No physical evidence was sought, Galasso said, because the procedures would have been too invasive and "none of the parents wanted that." Besides, Onorato says, physical evidence was not needed under New York state law. And the testimony was compelling enough.
If the police were gentle with the young boys, says Great Neck resident Stuart Maltin, they weren't quite so tender with his son Judd, who was Jesse's best friend. When Nassau County police were seeking people to testify against Jesse (who at that point was considering going to trial), detectives visitedJudd's house to ask him to come to the station, ostensibly to pick up his computer, which had been found at Arnold's home and contained pornographic disks. The Maltins refused. The police came again.
"They really started to badger me," said Maltin. "They really wanted to pick him up and go to the station. They wanted for Judd to say he saw something. I said, 'I would like you to go.' "
In the end, they did. Judd was not charged by the police.
Jesse, said Maltin, "was a kid in my house all the time. I guess you could be a nice, sweet kid and be a child abuser, but it really made no sense. He was a teenager. They just treated him so unfairly."
The issue, said Galasso, is not Jesse's plight, but that of the victims.

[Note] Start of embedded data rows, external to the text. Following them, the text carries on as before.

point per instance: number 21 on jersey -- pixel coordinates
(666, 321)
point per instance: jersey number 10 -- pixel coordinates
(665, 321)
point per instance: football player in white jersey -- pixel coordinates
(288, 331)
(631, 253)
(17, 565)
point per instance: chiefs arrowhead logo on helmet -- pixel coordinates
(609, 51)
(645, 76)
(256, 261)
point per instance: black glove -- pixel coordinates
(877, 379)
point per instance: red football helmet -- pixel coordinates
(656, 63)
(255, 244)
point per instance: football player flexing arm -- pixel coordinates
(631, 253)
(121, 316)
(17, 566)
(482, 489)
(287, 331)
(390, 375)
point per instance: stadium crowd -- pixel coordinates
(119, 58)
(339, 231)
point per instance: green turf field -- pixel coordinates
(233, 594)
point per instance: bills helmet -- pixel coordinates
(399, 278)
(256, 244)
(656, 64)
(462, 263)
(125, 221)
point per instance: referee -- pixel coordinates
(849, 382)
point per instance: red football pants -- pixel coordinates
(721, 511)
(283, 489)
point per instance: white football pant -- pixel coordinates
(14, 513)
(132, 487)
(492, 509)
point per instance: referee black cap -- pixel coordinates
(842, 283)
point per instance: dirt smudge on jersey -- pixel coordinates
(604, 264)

"I have heard from the parents since the film came out and they're in contact, of course, with their children. They're all grown up and many of them are out of state now. They're saying they feel re-victimized. . . . They still wish to remain anonymous."

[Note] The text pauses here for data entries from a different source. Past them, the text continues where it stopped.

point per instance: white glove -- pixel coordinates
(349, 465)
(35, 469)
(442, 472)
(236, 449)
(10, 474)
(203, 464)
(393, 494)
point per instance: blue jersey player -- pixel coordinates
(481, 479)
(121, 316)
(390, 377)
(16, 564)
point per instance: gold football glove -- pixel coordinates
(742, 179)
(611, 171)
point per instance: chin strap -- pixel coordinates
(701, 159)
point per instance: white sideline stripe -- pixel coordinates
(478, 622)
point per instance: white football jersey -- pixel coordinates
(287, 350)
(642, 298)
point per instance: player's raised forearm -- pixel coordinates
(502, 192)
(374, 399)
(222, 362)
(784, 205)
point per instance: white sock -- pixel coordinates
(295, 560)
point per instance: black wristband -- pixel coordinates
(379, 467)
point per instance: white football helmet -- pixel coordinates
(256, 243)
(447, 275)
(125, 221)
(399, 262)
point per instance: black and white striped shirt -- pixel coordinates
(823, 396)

Jesse Friedman said he expects "only good things to come from this film. The end goal is to have my conviction overturned and vacated. . . . As it stands I have no [legal] avenues for appeal. But I fully expect my accusers will come forward as adults and talk about how I never sexually molested them. I can challenge the conviction in newly discovered evidence if someone comes forward and changes their testimony. They'd have to come to court and testify to police misconduct and testify they were never abused in computer classes."
Jarecki said he's considering the release of a 51/2-hour, extended version, possibly on DVD release.
"I remain obsessed with this," he said.